In my MySecondPage.dart file:

import 'package:flutter/material.dart';

class MySecondPage extends StatefulWidget {
  MySecondPage(
this.decrementCounter,
{Key key, this.title, this.counter}
): super(key: key);
  final String title;
final int counter;
final ValueChanged<void> decrementCounter;
  @override
_MySecondPageState createState() => new _MySecondPageState();
}
class _MySecondPageState extends State<MySecondPage> {
  void onPressed() {
widget.decrementCounter(null);
}
  @override
Widget build(BuildContext context) {
return new Scaffold(
appBar: new AppBar(
title: new Text(widget.title),
),
body: new Center(
child: new Column(
mainAxisAlignment: MainAxisAlignment.center,
children: <Widget>[
new Text('You have pushed the button this many times :'),
new Text(
super.widget.counter.toString(),
style: Theme.of(context).textTheme.display1,
),
],
),
),
floatingActionButton: new FloatingActionButton(
onPressed: onPressed,
tooltip: 'Decrement',
child: new Icon(Icons.indeterminate_check_box),
backgroundColor: Colors.red),
);
}
}

You can find the demo here:

http://res.cloudinary.com/dg5tnpiuu/video/upload/v1525657732/Flutter_1_c470ku.mp4


CONCLUSION

Coming from React background, it’s not extremely difficult to play with basic state management in Google Flutter. The approach kinda looks similar: there is a setState() mechanism to update the view. The StatefulWidget and StatelessWidget concept looks like Component and PureComponent for me. And Google Flutter called them Widget while React called them Component.

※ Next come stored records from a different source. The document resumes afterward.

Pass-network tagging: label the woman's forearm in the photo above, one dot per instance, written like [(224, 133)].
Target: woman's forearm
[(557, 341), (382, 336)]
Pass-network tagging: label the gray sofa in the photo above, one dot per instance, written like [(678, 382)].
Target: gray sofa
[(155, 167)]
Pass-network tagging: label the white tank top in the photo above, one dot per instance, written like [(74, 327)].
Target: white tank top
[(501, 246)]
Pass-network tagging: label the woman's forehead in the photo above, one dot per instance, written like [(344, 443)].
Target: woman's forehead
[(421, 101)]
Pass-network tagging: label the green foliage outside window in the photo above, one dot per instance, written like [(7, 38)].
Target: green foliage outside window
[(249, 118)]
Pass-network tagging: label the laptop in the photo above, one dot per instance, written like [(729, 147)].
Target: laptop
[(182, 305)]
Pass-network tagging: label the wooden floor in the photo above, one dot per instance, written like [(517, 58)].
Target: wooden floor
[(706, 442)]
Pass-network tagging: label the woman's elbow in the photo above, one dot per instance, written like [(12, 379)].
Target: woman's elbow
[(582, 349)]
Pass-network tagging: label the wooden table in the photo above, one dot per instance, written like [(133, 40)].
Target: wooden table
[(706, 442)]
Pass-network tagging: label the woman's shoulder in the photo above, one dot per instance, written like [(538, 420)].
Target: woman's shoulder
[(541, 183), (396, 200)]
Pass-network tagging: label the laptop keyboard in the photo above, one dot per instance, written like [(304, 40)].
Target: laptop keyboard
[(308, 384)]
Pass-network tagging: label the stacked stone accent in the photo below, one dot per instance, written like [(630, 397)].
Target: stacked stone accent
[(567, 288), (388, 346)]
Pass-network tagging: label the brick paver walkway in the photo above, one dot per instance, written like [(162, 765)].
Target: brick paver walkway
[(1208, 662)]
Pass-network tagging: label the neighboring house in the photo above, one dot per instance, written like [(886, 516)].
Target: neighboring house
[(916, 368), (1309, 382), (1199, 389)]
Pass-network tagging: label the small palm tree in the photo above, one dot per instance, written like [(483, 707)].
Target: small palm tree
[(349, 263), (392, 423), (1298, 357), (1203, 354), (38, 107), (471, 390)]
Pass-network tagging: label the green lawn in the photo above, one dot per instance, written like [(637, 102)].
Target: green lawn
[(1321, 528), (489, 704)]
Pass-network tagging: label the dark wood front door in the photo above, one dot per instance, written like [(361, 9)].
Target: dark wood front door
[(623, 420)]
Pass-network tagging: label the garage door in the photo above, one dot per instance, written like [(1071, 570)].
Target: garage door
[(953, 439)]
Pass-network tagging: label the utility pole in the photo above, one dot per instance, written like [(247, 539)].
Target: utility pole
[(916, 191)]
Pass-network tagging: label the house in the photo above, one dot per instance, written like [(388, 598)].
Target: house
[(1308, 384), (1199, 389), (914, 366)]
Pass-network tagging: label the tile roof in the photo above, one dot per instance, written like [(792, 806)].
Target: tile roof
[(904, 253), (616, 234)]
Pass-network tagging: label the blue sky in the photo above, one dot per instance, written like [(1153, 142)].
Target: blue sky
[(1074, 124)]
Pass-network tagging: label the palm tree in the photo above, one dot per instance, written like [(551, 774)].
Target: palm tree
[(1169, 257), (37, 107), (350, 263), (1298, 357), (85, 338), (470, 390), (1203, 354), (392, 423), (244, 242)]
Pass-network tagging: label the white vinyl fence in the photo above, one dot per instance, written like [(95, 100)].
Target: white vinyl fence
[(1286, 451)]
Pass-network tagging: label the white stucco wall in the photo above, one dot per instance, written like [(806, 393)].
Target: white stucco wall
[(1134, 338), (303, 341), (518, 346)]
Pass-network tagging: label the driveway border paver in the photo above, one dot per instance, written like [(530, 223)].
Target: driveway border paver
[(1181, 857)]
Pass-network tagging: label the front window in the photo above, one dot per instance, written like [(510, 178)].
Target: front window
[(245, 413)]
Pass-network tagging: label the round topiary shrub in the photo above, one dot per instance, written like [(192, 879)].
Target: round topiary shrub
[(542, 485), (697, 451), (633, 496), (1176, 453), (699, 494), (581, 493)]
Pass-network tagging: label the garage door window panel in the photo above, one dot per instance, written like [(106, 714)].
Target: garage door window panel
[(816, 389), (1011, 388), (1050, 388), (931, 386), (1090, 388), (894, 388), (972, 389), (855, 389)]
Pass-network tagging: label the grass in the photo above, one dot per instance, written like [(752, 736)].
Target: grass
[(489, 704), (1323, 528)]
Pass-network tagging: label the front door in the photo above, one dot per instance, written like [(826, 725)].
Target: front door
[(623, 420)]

So, basically, the main problem is with the programming language that Google Flutter’s using. Since it’s using Dart, I’ve to get used to the syntax and the paradigm that Dart embraces. So far, it’s not extremely difficult. For me, Dart looks like Java and Javascript having a baby.

In this post, I managed to solve the 3 problems I mentioned earlier:

  1. Pass an app’s state down to the widgets tree ✅
  2. Rebuild widgets after updating the app’s state ✅
  3. Navigate between screens and keep the state synced ✅

Remember, this is only a very simple application. Things will be more complicated for larger application. Imagine if you have to pass down the variable through all widgets of the application. It will be troublesome!

In React environment, I use Redux to manage the application state. I learned that Redux is also applicable in Google Flutter. In fact, I’ve successfully implemented Redux to Google Flutter application. Let’s see if I can manage to create another post about it.